Google recently revealed that 23 of the 24 top-grossing Google Play apps use in-app billing, with revenue now exceeding that of “traditional” up-front purchases. Similarly, I’ve pointed out a few times that a large percentage of the App Store’s top-grossing games are in fact free to download.
The times they are a-changing, but is that necessarily a bad thing? A while back, I penned We hate you, freemium model, but, as I hinted in EA bows to the great freemium fiasco, I’m actually not as opposed to freemium as I once was.
For those not entirely familiar with the controversial model, essentially apps – more often than not games – are made available for free, with tons of content available to buy in a virtual Store.
While it’s often possible to save up in-game currency and buy said content in the normal way, you can – alternatively – skip the hard work and pay real money to unlock goodies from the get-go.
That might sound fair enough, but there are all sorts of cheeky variations and degrees of, er, freemiumness.
One thing I’m dead against is giving the app away for free when it ultimately costs several quid to play. A fine example is Ghost Trick: Phantom Detective. It’s a port – and a fine port at that – of a Nintendo DS game, so you’d expect to pay a few bucks, right?
But what actually happens is: you download the app for free, blast through the first couple of chapters, then discover that the remaining chapters are available in three sets of £2.99 (£8.97 total), or £6.99 for all of ‘em.
My question to Capcom would be: why not simply charge, say, £6.99 for Ghost Trick up front? It’s a good game; you don’t have to trick (pun intended) me into buying it by suggesting it’s free.
Of course, I’m being naïve. Capcom knows what it’s doing, and realises that the above model will yield more bucks. Hmm. Fortunately, that’s not something I’ve seen too much of.
More often it’s the case – as I said before – that you can pay to unlock junk immediately, instead of investing several human hours in order to accumulate in-game currency.
That, in theory, is absolutely fine, but it can often leave a bad taste in the mouth. Contract Killer: Zombies stands out as one game that started off fantastically, before the developer effectively – and I’m not alone in thinking this – held out its hand and said: “Get your wallet out; you need to buy a better gun.”
Indeed, Contract Killer: Zombies inspired the aforementioned anti-freemium feature/rant, but that was way back in November 2011. Over the past few months, I’ve played a handful of games that’ve caused my brain to do a metaphorical – thankfully not a literal – one-eighty.

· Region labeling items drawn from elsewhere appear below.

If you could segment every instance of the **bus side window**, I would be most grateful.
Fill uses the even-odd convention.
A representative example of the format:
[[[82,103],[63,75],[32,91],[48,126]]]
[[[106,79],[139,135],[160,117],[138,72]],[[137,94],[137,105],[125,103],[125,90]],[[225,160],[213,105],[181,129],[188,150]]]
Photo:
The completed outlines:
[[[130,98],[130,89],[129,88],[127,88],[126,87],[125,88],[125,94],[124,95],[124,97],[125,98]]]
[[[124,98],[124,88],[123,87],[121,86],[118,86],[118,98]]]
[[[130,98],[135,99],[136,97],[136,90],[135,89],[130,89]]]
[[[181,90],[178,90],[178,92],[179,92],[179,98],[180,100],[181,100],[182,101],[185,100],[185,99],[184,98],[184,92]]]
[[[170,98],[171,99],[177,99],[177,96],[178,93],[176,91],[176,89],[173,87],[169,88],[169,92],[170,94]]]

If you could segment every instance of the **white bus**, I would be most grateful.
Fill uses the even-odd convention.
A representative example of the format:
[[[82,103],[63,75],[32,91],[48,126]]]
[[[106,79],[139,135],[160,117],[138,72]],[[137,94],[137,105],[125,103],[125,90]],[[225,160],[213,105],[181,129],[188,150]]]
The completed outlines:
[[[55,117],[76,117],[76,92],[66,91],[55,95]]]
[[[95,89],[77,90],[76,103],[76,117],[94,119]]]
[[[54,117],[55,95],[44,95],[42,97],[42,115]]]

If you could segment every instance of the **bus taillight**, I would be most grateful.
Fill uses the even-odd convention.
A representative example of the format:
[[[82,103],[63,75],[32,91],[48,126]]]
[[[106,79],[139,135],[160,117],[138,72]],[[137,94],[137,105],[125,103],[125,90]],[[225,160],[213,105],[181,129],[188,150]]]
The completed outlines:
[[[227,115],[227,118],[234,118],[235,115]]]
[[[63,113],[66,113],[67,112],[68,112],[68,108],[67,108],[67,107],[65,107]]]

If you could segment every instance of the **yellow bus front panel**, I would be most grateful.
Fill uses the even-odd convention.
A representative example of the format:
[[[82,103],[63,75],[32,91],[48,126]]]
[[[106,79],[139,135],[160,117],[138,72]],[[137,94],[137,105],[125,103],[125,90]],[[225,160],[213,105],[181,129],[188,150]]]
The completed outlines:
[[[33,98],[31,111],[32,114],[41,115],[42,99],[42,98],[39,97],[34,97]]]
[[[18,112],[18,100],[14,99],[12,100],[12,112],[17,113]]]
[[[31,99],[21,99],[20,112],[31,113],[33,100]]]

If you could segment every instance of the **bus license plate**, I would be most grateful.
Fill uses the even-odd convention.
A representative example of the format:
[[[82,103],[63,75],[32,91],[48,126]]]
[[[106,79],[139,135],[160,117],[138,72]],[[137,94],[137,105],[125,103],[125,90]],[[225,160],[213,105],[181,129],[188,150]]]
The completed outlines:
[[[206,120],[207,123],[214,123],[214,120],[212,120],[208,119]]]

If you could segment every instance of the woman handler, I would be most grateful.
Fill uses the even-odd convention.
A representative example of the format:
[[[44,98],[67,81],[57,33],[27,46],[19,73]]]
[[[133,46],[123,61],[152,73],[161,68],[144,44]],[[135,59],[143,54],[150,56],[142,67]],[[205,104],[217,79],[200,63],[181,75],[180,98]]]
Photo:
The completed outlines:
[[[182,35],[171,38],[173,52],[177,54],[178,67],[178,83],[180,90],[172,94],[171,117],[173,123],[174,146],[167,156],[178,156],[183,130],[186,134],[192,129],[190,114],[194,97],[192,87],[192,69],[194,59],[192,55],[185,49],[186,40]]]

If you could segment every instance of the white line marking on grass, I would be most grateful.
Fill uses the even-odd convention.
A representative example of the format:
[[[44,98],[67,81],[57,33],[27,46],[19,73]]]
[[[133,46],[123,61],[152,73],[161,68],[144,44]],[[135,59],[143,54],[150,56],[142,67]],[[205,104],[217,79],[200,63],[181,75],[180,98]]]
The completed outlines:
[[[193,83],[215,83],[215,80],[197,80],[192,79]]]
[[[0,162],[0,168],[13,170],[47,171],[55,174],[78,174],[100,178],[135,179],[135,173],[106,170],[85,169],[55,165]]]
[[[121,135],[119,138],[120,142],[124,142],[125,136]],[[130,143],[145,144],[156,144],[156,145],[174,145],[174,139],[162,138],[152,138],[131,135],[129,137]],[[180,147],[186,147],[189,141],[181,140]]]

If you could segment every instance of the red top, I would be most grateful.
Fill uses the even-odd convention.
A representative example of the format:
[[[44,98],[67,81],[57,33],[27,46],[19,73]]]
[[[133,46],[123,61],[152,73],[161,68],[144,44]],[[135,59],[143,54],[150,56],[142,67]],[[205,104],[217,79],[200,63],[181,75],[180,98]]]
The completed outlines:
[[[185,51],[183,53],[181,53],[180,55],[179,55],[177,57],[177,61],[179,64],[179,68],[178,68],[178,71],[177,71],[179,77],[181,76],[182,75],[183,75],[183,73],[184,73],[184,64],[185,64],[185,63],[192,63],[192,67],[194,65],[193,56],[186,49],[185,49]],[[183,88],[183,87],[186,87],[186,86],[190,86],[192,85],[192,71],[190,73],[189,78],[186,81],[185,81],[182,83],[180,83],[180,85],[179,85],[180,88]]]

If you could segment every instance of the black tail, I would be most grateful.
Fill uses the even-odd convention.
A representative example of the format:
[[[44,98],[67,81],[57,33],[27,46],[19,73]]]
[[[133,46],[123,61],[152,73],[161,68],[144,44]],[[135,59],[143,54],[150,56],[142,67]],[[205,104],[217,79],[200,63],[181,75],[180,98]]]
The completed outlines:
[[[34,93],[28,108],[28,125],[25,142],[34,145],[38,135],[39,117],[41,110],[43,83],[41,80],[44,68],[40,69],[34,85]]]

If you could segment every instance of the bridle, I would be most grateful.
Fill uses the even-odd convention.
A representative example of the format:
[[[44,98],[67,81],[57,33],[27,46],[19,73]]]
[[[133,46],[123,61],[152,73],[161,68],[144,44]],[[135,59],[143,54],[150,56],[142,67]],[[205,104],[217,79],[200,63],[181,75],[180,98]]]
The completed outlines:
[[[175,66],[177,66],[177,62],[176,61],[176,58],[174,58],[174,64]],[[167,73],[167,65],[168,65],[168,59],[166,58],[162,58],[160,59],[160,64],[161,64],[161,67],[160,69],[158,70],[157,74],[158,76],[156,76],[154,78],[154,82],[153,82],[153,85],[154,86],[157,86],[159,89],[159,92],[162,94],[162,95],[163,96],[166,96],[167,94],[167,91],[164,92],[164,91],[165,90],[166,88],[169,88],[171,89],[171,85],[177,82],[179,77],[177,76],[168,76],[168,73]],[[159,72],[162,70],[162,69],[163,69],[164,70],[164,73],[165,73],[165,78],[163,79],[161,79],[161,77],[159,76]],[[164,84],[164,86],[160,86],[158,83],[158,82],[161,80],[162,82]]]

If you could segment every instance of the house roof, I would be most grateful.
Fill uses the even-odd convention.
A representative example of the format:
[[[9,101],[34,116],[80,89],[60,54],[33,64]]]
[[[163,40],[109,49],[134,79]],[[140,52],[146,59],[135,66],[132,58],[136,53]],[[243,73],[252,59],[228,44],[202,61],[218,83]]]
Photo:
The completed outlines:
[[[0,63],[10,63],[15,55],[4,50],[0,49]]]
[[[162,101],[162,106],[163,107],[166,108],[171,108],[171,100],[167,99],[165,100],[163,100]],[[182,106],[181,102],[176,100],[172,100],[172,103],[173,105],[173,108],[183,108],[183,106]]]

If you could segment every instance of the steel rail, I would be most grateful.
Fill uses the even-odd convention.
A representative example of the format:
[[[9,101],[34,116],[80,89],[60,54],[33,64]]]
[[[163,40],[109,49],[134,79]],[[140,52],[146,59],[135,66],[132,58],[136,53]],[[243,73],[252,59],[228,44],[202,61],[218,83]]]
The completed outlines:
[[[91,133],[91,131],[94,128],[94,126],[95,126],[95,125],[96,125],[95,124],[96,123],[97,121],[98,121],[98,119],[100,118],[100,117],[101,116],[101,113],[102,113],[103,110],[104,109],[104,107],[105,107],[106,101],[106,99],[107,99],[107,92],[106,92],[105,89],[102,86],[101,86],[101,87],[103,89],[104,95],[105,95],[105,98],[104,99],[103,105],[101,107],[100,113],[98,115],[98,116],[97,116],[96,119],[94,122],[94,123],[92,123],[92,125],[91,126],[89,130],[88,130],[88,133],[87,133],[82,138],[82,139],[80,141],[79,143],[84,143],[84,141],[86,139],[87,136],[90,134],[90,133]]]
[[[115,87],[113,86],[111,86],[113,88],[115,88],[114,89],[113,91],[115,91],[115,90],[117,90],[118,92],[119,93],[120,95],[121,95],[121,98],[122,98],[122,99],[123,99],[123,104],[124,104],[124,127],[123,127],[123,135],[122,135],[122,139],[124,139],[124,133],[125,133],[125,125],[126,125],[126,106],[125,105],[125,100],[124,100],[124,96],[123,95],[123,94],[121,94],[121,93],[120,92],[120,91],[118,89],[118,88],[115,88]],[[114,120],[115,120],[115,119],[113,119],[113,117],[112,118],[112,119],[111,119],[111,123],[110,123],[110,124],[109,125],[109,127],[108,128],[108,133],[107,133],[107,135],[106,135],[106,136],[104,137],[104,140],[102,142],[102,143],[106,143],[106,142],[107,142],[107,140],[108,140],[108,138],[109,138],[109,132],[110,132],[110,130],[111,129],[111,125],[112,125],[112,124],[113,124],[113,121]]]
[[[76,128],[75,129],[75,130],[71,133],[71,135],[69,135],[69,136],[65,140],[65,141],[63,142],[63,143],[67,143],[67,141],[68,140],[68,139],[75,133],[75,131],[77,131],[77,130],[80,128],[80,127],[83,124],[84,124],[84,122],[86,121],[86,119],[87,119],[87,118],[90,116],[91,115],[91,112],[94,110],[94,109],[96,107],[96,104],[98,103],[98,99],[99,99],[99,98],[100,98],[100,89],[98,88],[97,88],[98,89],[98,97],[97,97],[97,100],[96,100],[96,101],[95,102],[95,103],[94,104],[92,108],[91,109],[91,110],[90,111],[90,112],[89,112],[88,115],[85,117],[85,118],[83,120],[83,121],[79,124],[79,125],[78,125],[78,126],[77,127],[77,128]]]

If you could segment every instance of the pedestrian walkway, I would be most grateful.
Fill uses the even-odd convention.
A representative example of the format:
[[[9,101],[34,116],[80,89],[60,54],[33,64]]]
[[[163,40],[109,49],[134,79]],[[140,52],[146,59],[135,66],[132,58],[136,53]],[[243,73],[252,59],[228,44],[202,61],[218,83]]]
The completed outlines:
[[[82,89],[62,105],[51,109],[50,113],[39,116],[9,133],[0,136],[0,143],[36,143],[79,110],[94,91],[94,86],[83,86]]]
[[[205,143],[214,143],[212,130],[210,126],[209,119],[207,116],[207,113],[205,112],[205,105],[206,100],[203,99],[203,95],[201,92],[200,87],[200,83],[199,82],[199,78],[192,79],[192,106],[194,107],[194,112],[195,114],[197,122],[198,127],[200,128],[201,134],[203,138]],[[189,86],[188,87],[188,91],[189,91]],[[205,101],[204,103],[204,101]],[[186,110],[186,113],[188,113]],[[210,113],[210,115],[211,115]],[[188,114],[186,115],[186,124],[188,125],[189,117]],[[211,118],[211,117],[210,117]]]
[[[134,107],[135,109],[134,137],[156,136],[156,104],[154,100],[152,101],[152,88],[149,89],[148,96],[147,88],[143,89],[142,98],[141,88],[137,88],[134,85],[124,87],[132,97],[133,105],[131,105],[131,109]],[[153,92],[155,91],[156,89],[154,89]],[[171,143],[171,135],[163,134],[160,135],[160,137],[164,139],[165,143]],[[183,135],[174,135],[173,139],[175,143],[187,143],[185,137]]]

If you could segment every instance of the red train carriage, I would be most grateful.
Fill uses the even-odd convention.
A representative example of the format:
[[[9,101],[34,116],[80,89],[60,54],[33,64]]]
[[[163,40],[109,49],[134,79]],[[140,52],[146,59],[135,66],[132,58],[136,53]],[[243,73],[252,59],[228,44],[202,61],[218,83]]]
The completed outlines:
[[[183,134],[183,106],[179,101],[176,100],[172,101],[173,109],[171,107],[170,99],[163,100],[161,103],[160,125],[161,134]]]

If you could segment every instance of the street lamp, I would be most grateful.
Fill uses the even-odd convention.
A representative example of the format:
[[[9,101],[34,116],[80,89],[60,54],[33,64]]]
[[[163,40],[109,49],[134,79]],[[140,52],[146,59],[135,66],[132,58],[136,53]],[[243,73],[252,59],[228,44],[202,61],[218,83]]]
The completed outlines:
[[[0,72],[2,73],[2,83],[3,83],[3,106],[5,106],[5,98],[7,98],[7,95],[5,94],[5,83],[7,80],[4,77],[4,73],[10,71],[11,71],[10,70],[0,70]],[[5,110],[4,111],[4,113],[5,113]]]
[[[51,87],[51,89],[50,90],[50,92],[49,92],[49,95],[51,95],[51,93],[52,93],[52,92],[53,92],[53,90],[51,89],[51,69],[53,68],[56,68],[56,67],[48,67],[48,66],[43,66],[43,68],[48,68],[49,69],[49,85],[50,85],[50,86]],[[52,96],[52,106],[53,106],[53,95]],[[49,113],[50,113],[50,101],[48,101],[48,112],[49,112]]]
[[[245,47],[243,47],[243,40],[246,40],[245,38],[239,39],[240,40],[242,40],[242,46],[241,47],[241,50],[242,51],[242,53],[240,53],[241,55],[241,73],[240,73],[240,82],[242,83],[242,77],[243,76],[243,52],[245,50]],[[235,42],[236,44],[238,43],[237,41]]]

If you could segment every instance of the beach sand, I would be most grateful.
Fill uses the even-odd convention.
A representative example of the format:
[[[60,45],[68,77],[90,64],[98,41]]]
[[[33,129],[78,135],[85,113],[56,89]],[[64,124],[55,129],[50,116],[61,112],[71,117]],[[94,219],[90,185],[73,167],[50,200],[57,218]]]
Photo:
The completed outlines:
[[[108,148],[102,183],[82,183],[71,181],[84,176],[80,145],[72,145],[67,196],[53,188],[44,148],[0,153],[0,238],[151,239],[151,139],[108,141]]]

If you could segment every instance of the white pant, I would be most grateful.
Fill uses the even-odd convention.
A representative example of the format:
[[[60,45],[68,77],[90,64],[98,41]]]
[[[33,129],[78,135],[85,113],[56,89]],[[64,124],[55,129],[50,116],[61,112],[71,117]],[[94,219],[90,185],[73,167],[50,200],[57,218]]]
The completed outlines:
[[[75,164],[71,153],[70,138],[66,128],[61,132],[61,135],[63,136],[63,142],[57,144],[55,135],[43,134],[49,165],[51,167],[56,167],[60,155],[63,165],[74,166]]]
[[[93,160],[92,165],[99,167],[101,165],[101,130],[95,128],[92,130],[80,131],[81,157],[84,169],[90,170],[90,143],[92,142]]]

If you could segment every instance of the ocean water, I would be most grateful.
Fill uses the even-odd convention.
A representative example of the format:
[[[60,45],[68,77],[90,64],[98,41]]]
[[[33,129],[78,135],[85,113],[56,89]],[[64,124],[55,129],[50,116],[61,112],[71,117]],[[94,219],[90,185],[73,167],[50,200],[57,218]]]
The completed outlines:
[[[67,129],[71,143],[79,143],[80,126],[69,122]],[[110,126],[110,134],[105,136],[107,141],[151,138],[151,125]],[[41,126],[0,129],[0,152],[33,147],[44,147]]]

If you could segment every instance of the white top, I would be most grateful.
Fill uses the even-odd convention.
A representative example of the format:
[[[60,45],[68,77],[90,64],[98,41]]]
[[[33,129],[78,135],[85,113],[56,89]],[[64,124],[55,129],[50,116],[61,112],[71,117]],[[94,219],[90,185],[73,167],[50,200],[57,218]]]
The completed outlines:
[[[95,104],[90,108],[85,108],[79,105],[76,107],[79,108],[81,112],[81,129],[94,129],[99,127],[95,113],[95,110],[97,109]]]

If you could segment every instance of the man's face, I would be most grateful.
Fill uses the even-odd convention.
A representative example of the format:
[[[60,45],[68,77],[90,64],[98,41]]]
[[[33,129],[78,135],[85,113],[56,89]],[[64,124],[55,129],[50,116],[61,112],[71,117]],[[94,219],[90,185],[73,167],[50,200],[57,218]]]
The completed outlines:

Mega Run, for one, is perfectly playable without paying real pennies, but it’s really freakin’ tough at points. Being a relatively hardened gamer, I don’t mind putting in the effort to learn the levels and aim for three-star glory.
But, as evidenced by the massive shift towards freemium, there are clearly hordes of gamers who’d rather pay real moolah to unlock power-ups and that. Not something I necessarily understand (almost like paying to inject the memory of having eaten a delicious chilli directly into the brain – I’d rather eat the chilli), but who am I to argue?
And you know what? If they’re effectively paying for me - and others like me - to get games for free, that’s fine by me. Long may it continue.